Updates: Bernie Sanders I-VT seeks to put hold on Bens renomination; Black Swan says he will shun public life if Ben reconfirmed; Mark Zandi agrees double dip for housing ahead; Flashback: Bernanke in Denial 2005-2007

Update 2: Breaking on CNBC via Politico Bernie Sanders I-VT trying to put hold on Bens renomination hearing tomorrow. But they seem to have the 60 votes they need. Also today Taleb, of the Black Swan said if Ben is reconfirmed he will leave public life, seriously:

Nassim Taleb, the author of “The Black Swan”, said he would retreat from public life if Federal Reserve Chairman Ben Bernanke gains a second term at the helm of the central bank.”What I am seeing and hearing on the news — the reappointment of Bernanke — is too hard for me to bear,” Taleb wrote on his blog on The Huffington Post.

“I am not blaming Bernanke (he doesn’t even know he doesn’t understand how things work or that the tools he uses are not empirical); it is the Senators appointing him who are totally irresponsible — as if we promoted every doctor who committed malpractice,” he wrote.Taleb wrote he will not take part in interviews in the press and will not go to the World Economic Forum in Davos in January.

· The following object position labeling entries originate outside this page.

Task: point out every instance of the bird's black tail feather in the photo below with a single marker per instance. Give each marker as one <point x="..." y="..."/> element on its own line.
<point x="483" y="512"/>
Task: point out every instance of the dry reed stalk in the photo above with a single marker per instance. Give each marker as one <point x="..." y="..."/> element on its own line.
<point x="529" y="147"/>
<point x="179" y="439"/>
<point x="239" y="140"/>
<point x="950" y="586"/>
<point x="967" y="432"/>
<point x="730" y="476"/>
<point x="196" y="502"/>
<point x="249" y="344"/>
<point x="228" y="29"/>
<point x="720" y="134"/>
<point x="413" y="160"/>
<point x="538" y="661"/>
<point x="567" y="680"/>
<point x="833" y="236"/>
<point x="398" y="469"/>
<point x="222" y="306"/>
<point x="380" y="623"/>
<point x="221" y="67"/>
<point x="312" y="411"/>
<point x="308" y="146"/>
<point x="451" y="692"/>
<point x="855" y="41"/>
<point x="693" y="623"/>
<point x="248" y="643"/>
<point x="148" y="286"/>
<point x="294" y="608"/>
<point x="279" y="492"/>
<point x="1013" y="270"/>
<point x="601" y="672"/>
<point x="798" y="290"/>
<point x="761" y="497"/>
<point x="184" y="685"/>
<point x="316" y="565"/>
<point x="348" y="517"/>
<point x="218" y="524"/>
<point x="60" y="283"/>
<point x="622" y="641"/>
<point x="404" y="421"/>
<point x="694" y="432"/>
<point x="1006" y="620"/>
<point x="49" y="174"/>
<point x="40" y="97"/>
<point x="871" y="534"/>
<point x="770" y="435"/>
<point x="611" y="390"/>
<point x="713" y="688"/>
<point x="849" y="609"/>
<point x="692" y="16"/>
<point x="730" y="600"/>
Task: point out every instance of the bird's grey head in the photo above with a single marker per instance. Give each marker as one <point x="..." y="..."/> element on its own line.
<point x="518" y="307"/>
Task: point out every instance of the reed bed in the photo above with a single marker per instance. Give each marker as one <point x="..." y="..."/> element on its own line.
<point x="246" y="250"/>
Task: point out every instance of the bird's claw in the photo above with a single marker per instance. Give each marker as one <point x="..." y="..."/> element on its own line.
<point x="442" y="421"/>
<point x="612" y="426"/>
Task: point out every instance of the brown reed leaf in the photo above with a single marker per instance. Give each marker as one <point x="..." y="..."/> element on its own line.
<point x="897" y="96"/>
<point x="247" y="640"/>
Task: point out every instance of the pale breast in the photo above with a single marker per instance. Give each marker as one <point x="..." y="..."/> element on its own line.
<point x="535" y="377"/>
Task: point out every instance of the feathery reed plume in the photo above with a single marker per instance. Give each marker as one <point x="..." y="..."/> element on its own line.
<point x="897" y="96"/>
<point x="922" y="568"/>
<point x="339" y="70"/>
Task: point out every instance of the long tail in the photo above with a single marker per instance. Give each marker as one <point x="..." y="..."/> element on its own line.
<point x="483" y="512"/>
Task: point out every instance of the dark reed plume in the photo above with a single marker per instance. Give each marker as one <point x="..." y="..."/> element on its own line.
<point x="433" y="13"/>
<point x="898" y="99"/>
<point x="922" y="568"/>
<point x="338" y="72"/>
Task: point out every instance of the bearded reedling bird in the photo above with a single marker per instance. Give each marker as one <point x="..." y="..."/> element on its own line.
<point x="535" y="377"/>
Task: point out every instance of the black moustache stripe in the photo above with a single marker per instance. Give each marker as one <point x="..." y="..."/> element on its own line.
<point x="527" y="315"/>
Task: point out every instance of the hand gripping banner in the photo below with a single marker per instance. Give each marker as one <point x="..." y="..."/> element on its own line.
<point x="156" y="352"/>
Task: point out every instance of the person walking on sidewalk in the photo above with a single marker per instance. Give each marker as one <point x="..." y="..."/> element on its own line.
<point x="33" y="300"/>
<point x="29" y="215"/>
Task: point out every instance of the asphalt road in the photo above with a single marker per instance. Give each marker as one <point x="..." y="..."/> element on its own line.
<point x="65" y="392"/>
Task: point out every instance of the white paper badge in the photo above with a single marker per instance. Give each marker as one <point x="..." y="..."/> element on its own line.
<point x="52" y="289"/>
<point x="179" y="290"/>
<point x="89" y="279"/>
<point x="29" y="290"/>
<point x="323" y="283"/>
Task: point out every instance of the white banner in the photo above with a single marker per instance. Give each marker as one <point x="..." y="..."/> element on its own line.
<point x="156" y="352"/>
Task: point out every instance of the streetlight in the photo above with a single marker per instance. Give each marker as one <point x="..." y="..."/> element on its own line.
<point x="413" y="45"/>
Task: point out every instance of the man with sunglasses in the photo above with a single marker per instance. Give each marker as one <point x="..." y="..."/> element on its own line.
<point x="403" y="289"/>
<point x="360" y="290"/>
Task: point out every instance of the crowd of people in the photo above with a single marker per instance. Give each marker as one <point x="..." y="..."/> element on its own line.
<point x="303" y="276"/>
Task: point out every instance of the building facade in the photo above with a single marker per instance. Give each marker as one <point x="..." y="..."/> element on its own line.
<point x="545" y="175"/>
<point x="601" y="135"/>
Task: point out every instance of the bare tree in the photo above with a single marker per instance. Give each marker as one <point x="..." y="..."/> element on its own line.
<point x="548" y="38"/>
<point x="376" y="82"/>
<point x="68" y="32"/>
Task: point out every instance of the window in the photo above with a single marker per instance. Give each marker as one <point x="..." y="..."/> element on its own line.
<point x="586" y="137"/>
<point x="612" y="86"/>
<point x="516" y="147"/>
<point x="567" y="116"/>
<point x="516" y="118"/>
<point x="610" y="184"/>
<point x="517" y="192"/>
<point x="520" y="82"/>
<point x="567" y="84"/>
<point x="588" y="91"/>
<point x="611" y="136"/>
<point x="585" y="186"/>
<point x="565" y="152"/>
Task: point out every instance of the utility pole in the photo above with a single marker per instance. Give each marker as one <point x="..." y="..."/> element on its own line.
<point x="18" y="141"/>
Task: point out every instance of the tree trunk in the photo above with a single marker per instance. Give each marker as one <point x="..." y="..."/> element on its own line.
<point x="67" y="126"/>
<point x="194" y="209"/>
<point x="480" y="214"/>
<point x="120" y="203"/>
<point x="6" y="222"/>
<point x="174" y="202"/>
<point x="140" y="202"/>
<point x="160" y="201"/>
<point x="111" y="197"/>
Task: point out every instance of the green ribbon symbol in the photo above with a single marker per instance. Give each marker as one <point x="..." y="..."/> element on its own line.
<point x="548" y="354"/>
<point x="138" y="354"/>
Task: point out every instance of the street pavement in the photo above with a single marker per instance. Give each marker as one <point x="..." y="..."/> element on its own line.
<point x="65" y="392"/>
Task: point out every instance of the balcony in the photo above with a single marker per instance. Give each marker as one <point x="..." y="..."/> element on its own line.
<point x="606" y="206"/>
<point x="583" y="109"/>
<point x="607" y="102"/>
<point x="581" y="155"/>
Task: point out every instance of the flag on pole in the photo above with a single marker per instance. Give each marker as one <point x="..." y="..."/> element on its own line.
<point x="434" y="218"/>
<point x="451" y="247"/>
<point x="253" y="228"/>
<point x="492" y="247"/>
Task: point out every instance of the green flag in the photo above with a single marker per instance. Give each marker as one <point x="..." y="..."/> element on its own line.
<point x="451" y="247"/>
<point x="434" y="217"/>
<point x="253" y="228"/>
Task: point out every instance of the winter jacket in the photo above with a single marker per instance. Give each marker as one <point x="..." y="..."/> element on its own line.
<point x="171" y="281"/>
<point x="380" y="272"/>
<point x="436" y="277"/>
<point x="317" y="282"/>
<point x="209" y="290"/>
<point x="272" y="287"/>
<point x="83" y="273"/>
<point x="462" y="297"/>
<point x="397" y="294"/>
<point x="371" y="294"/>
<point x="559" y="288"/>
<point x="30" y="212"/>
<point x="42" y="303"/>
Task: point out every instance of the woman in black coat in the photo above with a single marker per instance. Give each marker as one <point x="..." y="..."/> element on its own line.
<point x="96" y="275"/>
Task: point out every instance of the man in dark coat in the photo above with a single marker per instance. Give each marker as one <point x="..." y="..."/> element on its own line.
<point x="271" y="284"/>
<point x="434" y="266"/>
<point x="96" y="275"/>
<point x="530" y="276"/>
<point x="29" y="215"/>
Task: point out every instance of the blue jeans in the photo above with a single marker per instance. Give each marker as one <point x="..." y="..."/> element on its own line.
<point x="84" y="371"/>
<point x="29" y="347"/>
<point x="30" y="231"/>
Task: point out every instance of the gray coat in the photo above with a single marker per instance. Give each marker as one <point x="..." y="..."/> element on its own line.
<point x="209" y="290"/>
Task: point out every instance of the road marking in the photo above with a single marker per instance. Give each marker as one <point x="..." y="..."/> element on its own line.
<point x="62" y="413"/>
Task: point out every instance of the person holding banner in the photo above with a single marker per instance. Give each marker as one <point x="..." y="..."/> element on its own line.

“I need to withdraw as immediately as possible into the Platonic tranquility of my library, work on my next book, find solace in science and philosophy, and mull the next step,” he wrote, adding that “I will only (briefly) emerge from my hiatus when the publishers force me to do so upon the publication of the paperback edition of The Black Swan.”…

Update: Boy it is exhausting having these fancy pants academics and/or advisers to MAC and Obama come along and agree with MiM months after we take a position, like being Cassandra, it sucketh big time. Now I just heard Marty Feldstein agreeing on Kudlow too, lol. To be fair Feldstein came out on this in October...sure now that it’s COOL to say there is a double dip ALL the kids wanna do it!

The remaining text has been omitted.